Master couldn’t boast of good health. And around 1720s he visited Britain, possibly, hoping for medical help. There he created a work called “Italian comedians” (probably as payment for a doctor). It was partly prompted by the return to Paris of Italian actors, who hadn’t been allowed to France since the end of the 17th cent. for their jeers at those-in-power of the country. Very often, the artists replaced a real setting with imaginative landscape with his heroes standing solely against this background. The brightest example is “Gilles” that provoked numerous discussions about its hidden meaning.

Watteau’s last work was “The shop sign of Gersaint” that was painted as a shop-sign for his close friend Edme François Gersaint. Jean-Antoine died soon in 1721 from tuberculosis, almost on the hands of Gersaint.

Graphics of Watteau

Graphical heritage of Watteau is one of the most significant pages of French art of the 18th cent. The artist usually draw from life, in three colors, using black chalk, sanguine and crayon. These were mostly sketches for future canvases, so a wide range of personages could be seen on them – aristocrats and beggars, soldiers and noble ladies, peasants and artists. All this collection of character, despite its preparatory function, is absolutely artistically self-sufficient. Airy and curvy lines recreated space, flowing of light, shimmering of textures and soft, hazy atmosphere – Watteau’s drawings assimilated the same poetry his painting has.


Gersaint wrote an interesting and candid words about him that explain much of his artistic personality “He had quite a restive and inconstant temper, strong will; a free-thinker by his frame of mind, he lead a wise life; he was impatient, timid, cold and awkward in communication, treated others frostily and reservedly with strangers, good but tough friend, misanthrope, even captious and mordant critique, always unsatisfied with himself and others and hardly pardoned people; talked little but well; liked reading a lot; that was his only entertainment he allowed himself during leisure; though wasn’t educated, judged literature rather sensibly”.

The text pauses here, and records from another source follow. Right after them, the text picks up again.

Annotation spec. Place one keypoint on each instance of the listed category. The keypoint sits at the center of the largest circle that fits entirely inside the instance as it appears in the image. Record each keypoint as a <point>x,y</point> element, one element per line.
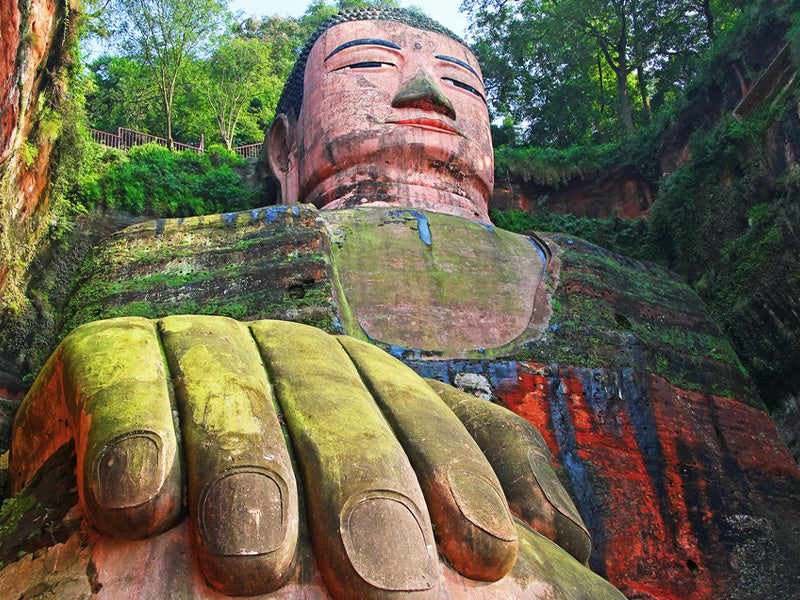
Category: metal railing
<point>125,139</point>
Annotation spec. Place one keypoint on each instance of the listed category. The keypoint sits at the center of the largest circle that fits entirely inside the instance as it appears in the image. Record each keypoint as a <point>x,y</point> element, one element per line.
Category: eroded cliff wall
<point>35,55</point>
<point>677,470</point>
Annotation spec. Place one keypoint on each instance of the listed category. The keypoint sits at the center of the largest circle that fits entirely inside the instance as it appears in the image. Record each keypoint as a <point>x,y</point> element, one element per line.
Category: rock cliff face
<point>33,39</point>
<point>679,474</point>
<point>625,194</point>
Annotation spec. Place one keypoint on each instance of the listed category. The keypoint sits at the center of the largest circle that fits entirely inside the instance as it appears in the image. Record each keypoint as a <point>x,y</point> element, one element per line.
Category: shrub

Brother Goncourt about Watteau

“Watt – the great poet of the eighteenth century. Masterpieces of dreams and poetry, created by his mind, filled to the brim with extraordinary grace of life … like a Watteau again revives the beauty. But this is not the beauty of antiquity that lies in the perfection of the marble Galatea or material embodiment seductive Venus, and the medieval charm of austerity and toughness. The paintings by Watteau beauty is the beauty: this is what a woman shrouded cloud of appeal, her charm, the very essence of physical beauty. This is something subtle that it seems smile, the devil, the soul forms the spiritual entity of matter”.